Reactive way to yield / wake up threads
Initially I wanted to do something purely distributed like randomly waking up threads when you push a task. Actually, it was pretty bad. You do not really want anything random here. You just want to wake up a thread that for sure is going to be sleeping and you really want to give it something to do. So, basically, the solution is to maintain a *global* bitfield which identifies which threads are sleeping. When you schedule a new task:
  • if the task has no affinity (it is stealable), you push it on your own queue, pick up a thread that is sleeping, you wake it up and you mailbox the ID of your queue such that the thread that just woke up exactly knows where to pick the job.
  • if the task has an affinity, you just push the task in the target thread (the one that matches the affinity ID) and if the thread sleeps, you wake it up.
Of course, there is two or three details to avoid any kind of deadlocks and this go-to-sleep and wake-up operations are more or less serialized. So, go-to-bed and wake-up is no more distributed but I do not think this is important since any application that spends its time yielding and waking up threads has already a problem.

A Task profiler
Just a C++ interface with user-provided callbacks that are triggered on a bunch of internal events (before the run function, after the run function, when the task is done and so on...)

A Bunch of C++ policy-like classes
I added many helper task classes built on top of tasking.hpp. The really cool one is the one that extends the tasks to make them support any number of start and end dependencies. Rather convenient. Good thing is that you can even be a start dependency of another task even if you are already running or even if you are actually done.

More restricted waitForCompletion
Waiting for a task from a task is actually really hard. So hard that my previous implemention was just totally wrong. My idea was to do something like that:

 void Task::waitForCompletion(Task &other) {
while (other.isNotDone()) runAnyOtherTaskThatIsReady();

Big problem is that the other task you may run from "runAnyOtherTaskThatIsReady()" can actually itself wait for yourself. So, by recursing, you just introduce a cycle in your DAG and the system is deadlocked. The idea to have something working and easy to use may be to have yieldable tasks and somehow to replace the stack recursion by co-routines that are somehow scheduled in a proper way. Well, I am lazy right now :-)
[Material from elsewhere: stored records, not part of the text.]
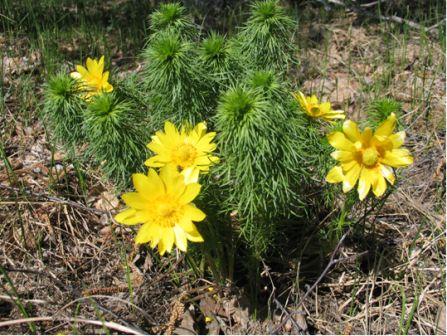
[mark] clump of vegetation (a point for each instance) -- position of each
(269, 166)
(116, 137)
(63, 110)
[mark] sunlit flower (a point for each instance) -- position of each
(162, 203)
(93, 79)
(367, 157)
(190, 151)
(314, 109)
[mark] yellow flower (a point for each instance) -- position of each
(314, 109)
(189, 151)
(367, 157)
(162, 203)
(93, 78)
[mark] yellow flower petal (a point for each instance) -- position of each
(168, 239)
(144, 234)
(367, 178)
(339, 141)
(125, 214)
(351, 178)
(191, 192)
(194, 236)
(144, 186)
(342, 156)
(134, 200)
(388, 173)
(351, 131)
(191, 175)
(194, 213)
(180, 238)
I therefore removed waitForCompletion. Now, you can wait for a task but only from *outside* the tasking system.
Fortunately, with the relaxed multiple dependency tasks, you can have the same thing as waitForCompletion with no deadlock and with a continuation passing style approach.
Basically, this:

Task *MyTask::run(void) {
run some code A;
run some code B;
return NULL;

becomes with some c++ lambda horrors:
Task *MyTask::run(void) {
run some code A;
Task *cont = spawn([]() { run some code B; return NULL; });
otherTask->multiStarts(cont); // new flexible end dependencies here
return cont;

Not too bad with our favorite I-am-so-evil-that-you-will-shoot-yourself-in-the-head-with-my-pseudo-closure-with-no-garbage-collection-that-makes-you-use-reference-counted-pointers-that-introduce-memory-leaks-with-cycling-references C++ language :-)


Sunday, February 26, 2012

Mutt and auto-complete

Hello all,
I recently switched to imap gmail + mutt to handle my emails. One thing missing is an auto-complete stuff for it. Mutt has a powerful and simple way to do that by setting up query_command in your .muttrc.
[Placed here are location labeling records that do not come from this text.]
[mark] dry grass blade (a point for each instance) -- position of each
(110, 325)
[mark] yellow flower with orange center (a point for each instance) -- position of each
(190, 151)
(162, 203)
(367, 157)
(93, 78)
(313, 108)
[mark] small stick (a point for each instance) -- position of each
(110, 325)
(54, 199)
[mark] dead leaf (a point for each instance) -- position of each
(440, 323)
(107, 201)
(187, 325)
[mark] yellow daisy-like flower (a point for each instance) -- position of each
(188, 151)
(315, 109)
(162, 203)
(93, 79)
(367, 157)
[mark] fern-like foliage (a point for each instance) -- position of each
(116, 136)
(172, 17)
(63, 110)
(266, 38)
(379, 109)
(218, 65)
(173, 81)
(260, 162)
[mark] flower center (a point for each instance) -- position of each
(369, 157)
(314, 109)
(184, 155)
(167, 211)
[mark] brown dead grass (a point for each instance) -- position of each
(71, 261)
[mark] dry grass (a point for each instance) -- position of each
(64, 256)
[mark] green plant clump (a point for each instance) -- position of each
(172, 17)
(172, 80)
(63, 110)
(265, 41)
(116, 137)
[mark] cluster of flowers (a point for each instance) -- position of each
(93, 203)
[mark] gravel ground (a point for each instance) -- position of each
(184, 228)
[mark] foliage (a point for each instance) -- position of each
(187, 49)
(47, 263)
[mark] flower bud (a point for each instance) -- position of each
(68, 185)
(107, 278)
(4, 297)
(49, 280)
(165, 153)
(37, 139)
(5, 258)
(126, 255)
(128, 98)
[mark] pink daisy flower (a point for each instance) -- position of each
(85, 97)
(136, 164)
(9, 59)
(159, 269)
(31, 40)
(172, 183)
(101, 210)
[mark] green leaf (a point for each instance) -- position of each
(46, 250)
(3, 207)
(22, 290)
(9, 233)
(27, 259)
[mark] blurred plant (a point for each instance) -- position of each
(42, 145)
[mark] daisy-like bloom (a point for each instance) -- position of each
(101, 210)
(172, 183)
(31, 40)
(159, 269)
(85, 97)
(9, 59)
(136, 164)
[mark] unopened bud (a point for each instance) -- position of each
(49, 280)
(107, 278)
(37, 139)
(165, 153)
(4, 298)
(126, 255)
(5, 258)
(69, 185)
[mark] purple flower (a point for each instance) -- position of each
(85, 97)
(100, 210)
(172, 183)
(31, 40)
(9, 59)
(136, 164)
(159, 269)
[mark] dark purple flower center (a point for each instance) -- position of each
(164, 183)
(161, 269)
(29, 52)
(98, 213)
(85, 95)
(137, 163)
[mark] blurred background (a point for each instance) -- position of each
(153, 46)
set query_command = "my_script %s" and then pressing Ctrl-T while filling an email address field, this basically calls my_script with the prefix you just enter as an argument.
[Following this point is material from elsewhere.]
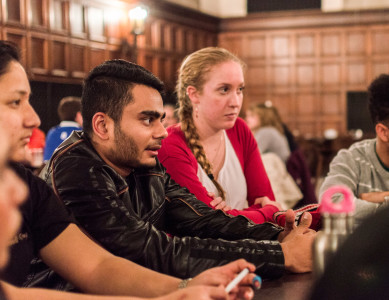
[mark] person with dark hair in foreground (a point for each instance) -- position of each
(111, 179)
(48, 230)
(364, 167)
(360, 268)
Mostly and completely inspired by this thread:
I wrote this quick and very dirty script that basically processes the imap cache and extract addresses from it:

Here it is:

cat ~/.mutt/cache/bodies/imaps\:segovia.benjamin\\\:993/INBOX/* |\
grep --regex "<$1.*@.*\?>" |\
perl -pe "s|.*<$1([^@]*?)@(.*?)>.*|$1\1@\2|g"

Small thing needed is to replace the path to the cache by your own path.

Next step would be to combine that with abook to have both an address book and a imap cache parser to get emails.